We should set RNG seed for reproducibility. This way we can get the same results on each run.

In [None]:
set_seed(42)

# Data augmentation

This is a weird step. We are purposely degrading the quality of the data. This is done to make the model more robust to noise and other artifacts. There is also randomness in the augmentation. This way the model will see different images in each epoch. This is done to prevent overfitting. We are basically increasing the size of the dataset for free by augmenting the data.

![augmentation](./assets/data-augmentation.jpeg)

Look at all these images. You would want your model to be able to detect the cat in all of these images. This is what data augmentation does. It makes the model more robust to noise and other artifacts.

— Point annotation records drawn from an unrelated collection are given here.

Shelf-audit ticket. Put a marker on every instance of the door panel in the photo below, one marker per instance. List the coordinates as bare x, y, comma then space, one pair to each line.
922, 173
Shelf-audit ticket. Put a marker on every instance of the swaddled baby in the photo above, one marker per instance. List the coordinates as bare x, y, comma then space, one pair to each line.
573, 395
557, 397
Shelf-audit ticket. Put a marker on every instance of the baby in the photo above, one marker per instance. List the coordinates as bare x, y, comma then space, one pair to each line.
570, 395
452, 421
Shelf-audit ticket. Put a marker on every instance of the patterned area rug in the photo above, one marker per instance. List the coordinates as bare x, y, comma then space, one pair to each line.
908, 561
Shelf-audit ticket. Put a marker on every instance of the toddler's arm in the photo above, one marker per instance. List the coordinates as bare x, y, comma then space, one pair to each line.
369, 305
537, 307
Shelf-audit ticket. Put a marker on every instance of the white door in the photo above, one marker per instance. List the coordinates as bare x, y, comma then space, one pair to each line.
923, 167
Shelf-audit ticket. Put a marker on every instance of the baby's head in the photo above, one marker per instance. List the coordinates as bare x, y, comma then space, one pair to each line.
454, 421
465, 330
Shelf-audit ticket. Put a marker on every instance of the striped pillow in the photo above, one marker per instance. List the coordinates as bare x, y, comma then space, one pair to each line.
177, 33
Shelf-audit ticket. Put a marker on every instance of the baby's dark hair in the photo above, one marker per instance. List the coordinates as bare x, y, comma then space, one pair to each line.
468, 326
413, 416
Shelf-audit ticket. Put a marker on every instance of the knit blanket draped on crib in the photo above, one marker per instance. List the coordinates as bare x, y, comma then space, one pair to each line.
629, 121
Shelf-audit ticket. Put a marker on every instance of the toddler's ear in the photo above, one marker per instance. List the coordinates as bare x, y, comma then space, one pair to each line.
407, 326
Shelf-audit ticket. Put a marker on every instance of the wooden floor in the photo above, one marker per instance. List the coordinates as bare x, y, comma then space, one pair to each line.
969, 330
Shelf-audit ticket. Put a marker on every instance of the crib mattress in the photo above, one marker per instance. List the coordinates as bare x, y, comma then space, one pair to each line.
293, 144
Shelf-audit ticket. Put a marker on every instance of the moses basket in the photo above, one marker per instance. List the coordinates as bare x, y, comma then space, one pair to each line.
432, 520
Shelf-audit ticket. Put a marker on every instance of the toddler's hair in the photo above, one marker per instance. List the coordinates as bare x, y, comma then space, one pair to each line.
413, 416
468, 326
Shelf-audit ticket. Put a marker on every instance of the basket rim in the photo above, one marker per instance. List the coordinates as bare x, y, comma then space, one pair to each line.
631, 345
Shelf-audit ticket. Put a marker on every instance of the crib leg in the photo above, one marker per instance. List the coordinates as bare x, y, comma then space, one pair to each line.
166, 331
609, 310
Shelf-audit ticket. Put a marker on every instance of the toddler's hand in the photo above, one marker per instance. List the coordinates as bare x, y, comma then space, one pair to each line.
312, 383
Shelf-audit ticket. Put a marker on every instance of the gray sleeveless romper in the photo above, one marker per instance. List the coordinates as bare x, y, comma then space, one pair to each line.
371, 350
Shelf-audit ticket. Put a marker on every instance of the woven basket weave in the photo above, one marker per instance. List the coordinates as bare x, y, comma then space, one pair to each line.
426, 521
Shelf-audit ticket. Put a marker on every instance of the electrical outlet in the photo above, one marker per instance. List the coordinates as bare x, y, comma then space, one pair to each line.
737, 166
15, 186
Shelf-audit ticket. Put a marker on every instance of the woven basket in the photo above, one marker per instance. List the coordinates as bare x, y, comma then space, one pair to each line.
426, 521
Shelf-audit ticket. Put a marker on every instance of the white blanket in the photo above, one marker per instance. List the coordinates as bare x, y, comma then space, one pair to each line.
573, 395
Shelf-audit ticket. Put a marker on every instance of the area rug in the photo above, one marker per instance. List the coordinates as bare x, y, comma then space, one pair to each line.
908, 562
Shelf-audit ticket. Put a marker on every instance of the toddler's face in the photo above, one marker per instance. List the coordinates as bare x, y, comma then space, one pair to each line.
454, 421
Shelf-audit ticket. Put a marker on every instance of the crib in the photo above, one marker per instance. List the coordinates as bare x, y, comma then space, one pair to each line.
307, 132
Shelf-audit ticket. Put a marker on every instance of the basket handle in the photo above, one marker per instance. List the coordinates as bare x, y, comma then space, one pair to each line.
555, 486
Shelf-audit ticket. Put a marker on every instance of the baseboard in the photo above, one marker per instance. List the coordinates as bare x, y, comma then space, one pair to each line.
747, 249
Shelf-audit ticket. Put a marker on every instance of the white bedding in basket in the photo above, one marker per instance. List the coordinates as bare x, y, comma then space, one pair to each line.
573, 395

Data augmentations is implemented in albumentations library. You can use any augmentation from the library. You can find the list of augmentations [here](https://albumentations.ai/docs/api_reference/augmentations/transforms/).

> Instruction: play with these values to see how they affect the performance of the model

In [None]:
image_size = 128
train_transforms = A.Compose([ # data augmentation and preprocessing pipeline
    A.Resize(height=image_size, width=image_size),
    A.HorizontalFlip(p=0.5), # probability of 0.5
    A.VerticalFlip(p=0.5),
    A.Rotate(limit=5, p=0.5),
    A.ShiftScaleRotate(shift_limit=0.1, scale_limit=0.1, rotate_limit=0, p=0.5),
    A.RandomBrightnessContrast(p=0.5),
    ToTensorV2(),
])

valid_transforms = A.Compose([ # only data preprocessing pipeline
    A.Resize(height=image_size, width=image_size),
    ToTensorV2(),
])

In [None]:
# lets create our dataset objects
train_ds = ProstateDataset(folder='data/train', transform=train_transforms)
valid_ds = ProstateDataset(folder='data/valid', transform=valid_transforms)
test_ds = ProstateDataset(folder='data/test', transform=valid_transforms)

In [None]:
# and also create our dataloader objects
train_loader = DataLoader(train_ds, batch_size=16, shuffle=True)
valid_loader = DataLoader(valid_ds, batch_size=16, shuffle=False)
test_loader = DataLoader(test_ds, batch_size=16, shuffle=False)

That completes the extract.